Könnte die Pille zur Prophylaxe die Zahl der Neuerkrankungen senken?

Seit 2016 ist in der EU die sogenannte Prä-Expositionsprophylaxe (PrEP) zugelassen. Das Medikament enthält Wirkstoffe, die die Virusvermehrung in den Zellen hemmen und bietet bei regelmäßiger Einnahme einen hohen, aber keinen 100-prozentigen Schutz vor HIV. Lange waren die Pillen mit mehreren Hundert Euro im Monat für die meisten unerschwinglich. Seit Oktober ist der Preis im Rahmen eines Modellprojekts auf 50 Euro gesunken. Der Arzneimittelhersteller Ratiopharm zieht nun nach: Ab Dezember soll es das Präparat für 69 Euro geben.

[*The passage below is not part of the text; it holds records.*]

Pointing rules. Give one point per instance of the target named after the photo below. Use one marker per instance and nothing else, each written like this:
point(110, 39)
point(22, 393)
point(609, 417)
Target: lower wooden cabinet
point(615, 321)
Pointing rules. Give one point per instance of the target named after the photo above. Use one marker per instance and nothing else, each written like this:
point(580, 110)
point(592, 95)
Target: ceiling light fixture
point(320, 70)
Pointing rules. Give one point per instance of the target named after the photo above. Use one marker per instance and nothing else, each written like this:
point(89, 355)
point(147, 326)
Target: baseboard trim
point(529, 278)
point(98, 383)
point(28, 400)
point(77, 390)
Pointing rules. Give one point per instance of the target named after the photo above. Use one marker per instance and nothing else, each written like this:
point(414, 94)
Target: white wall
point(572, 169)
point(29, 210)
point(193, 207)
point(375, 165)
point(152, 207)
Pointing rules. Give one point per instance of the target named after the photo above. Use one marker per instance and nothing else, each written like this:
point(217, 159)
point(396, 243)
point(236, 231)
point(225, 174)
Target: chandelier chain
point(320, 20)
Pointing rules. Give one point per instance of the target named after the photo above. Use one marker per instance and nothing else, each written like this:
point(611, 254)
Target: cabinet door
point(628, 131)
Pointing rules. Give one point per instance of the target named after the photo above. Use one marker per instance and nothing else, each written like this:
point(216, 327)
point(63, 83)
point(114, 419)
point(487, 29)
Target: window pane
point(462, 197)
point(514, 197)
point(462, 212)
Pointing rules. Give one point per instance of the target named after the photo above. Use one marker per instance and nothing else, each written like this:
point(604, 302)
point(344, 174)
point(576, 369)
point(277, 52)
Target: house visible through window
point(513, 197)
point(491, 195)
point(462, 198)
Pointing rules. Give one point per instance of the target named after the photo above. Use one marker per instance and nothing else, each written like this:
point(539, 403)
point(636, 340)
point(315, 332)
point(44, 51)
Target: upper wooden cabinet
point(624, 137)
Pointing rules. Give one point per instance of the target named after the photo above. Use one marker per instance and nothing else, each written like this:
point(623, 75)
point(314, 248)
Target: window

Krankenkassen übernehmen die Kosten bislang nicht.

Kritiker bemängeln, dass die Prophylaxe ein riskantes Sexualleben befördern könnte. Doch gedacht ist PrEP nur für Menschen mit einem besonders hohen Infektionsrisiko. „Man muss sich am echten Leben orientieren. Menschen verhalten sich nun mal anders, als mancher es sich wünscht“, sagt Holger Wicht von der Aids-Hilfe. Am Ende hätten alle was davon, wenn sich weniger Menschen infizieren. Laut einer Studie der Universität Rotterdam könnte PrEP in Deutschland 9000 Neuinfektionen mit HIV bis zum Jahr 2030 verhindern.